Bay Jameson “Onu bir robot kilisesine gönderin tabii varsa”
dedi. Sesi alay ve lanet doluydu. “Burası bize ait”.
Bayan Hendricks “Bu doğru değil peder” dedi. “eğer bir ruhu
varsa elektrikli süpürgemin ya da oğlumun oyuncak tankının ruhu niye yok?”
“Ben sadece bir insanım” dedim. “ve kusursuz değilim tüm
soruların ya da çoğunun cevabını biliyormuş gibi yapamam.
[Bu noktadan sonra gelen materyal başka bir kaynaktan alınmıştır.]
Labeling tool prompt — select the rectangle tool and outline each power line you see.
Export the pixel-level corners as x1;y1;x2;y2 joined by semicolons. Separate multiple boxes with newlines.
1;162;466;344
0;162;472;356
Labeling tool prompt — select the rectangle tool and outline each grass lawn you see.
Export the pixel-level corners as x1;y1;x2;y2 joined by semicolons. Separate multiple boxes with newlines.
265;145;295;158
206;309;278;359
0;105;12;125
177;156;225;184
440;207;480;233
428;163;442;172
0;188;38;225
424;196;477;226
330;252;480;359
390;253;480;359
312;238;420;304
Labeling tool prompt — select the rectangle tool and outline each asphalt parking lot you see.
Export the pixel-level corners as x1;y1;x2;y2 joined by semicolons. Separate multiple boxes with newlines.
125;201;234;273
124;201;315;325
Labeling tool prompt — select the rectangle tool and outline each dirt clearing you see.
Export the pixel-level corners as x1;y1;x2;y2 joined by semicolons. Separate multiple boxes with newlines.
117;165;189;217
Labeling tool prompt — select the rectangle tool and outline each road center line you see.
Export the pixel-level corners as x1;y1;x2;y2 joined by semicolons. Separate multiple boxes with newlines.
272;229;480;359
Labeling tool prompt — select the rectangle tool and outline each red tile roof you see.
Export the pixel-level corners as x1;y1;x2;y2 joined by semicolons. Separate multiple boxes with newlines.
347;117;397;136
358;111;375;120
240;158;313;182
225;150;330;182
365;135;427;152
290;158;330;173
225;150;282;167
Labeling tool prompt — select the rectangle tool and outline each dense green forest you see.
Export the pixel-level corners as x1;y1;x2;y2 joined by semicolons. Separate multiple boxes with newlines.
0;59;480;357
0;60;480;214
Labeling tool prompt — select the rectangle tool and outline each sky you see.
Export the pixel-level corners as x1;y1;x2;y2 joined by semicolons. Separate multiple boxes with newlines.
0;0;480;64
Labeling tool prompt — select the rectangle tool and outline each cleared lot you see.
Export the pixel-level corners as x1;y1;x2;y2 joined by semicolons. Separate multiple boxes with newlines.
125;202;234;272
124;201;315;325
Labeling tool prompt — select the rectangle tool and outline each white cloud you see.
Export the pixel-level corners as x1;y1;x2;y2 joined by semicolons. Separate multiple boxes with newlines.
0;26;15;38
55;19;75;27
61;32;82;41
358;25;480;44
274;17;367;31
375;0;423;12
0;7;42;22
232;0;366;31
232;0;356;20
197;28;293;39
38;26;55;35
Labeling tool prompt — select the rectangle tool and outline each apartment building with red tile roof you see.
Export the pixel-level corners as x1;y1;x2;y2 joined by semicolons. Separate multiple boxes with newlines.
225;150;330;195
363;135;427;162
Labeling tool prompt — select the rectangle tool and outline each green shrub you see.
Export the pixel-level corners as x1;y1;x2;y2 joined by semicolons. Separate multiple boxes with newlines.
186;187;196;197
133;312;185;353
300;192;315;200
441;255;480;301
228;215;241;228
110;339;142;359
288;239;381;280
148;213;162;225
Gelecek hafta
itirazlarınızı dikkate alacağım ve hepinizden yüreklerinize şunu sormanızı
istiyorum, topluluğumuzda Tanrı'yla tapınmak isteyen bir varlığa, herhangi bir
varlığa yüreğinizde merhamet var mı? Gelecek pazar vaaz yerine bu konuyu
tartışacağız”
Ben konuştuktan sonra bile mırıltılar devam etti. Meseleyi
şimdi konuşmak istediler ama ben buna noktayı koydum ve evlerimize gidip
uyumamızı söyledim çünkü konu düşünmeden yapılan tepkilerden ziyade ciddi
düşünmeyi gerektiriyordu. Kapıda durup her zamanki gibi geldikleri için hepsine
teşekkür ettim ve erkeklerden üç tanesi elimi sıkmak istemedi. Sonuncu da
gittikten sonra odaya gittim, kapının kilidini açtım ve Jackson'a elindeki,
yüzündeki boyaları silmesini ve o yırtıkpırtık giysiyi bulduğu yere atmasını
söyledim.
Eve gittim o kadar canım sıkkındı ki, aç değildim. Uzun bir
yürüyüş yapmaya karar verdim. Döndüğümde hava kararmıştı ve ben hala bir çözüm
bulamamıştım. Ruhlar insanlara özgü bir şey miydi? Bir gün yıldızlardan gelen
duyguları olan yabancı bir yaratıkla karşılaşırsak ne yapacaktık?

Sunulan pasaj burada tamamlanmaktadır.